1 sept. 2026

Tradition familiale: Tiphaine Auzière et son compagnon de 20 ans son cadet : légal, certes… mais le malaise moral mérite d'être posé

Il y a ce qui est légal. Et il y a ce qui interroge.

La relation entre Tiphaine Auzière, âgée de 42 ans, et un jeune homme de 22 ans ne semble enfreindre aucune loi certes. Deux adultes consentants sont libres de vivre leur histoire comme ils l'entendent. Le débat ne se situe donc pas sur le terrain judiciaire.

Mais doit-on pour autant considérer que toute relation légale est automatiquement dépourvue de questionnement moral ?

C'est précisément là que le sujet devient intéressant.

Vingt ans d'écart : une simple différence de chiffres ?

À 42 ans, on a généralement derrière soi une expérience professionnelle, sentimentale et sociale considérable. À 22 ans, on entre à peine dans l'âge adulte. Certes, la majorité civile fixe une frontière juridique claire.
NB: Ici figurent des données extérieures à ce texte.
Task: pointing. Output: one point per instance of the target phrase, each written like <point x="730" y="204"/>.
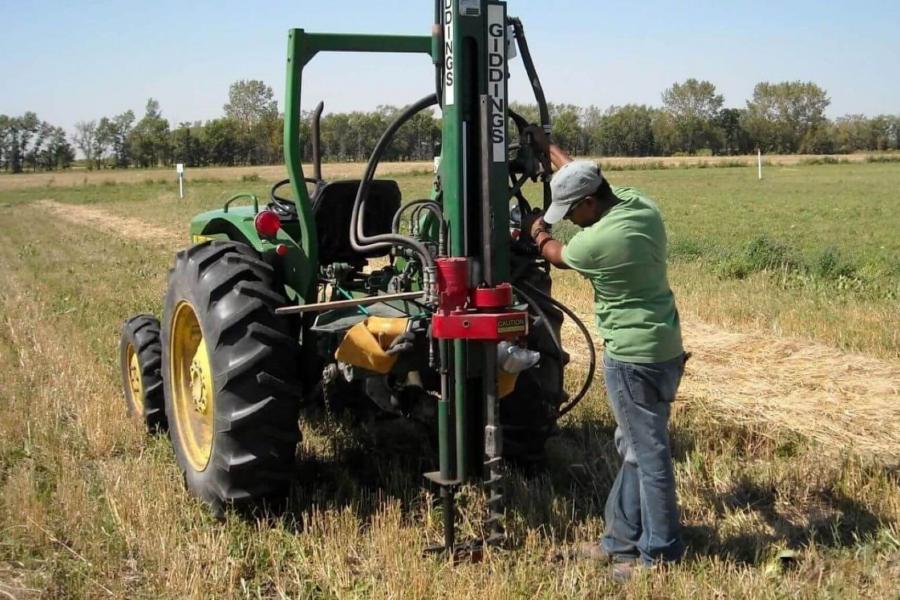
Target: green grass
<point x="89" y="507"/>
<point x="807" y="240"/>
Mais elle ne fait pas disparaître, par magie, les différences de maturité, d'expérience, de pouvoir économique ou psychologique.

C'est aussi refuser l'idée selon laquelle le consentement légal suffirait à épuiser toutes les questions éthiques.

Le double standard du regard public

Le débat devient encore plus intéressant lorsqu'on observe la manière dont la société réagit selon le sexe de la personne la plus âgée.

Lorsqu'un homme de 40 ou 50 ans apparaît avec une jeune femme de 20 ans, les critiques fusent régulièrement : rapport de domination, fascination pour la jeunesse, différence de maturité. Et ces questions sont légitimes.

Mais lorsque les rôles sont inversés, le regard médiatique peut parfois devenir étonnamment indulgent. On parle de liberté, de femme assumée, de tabous brisés.

Pourquoi les questions que l'on pose à un homme mûr ne pourraient-elles pas être posées à une femme mûre ?

L'égalité ne devrait pas consister à applaudir indistinctement toutes les situations. Elle devrait aussi permettre d'appliquer les mêmes interrogations à tout le monde.

Une histoire familiale qui rend le débat inévitable

Dans le cas de Tiphaine Auzière, la différence d'âge prend une dimension particulière en raison de l'histoire de sa propre famille.

Impossible d'ignorer que le couple présidentiel Emmanuel et Brigitte Macron est lui-même devenu, depuis des années, le symbole français des relations amoureuses défiant les conventions d'âge.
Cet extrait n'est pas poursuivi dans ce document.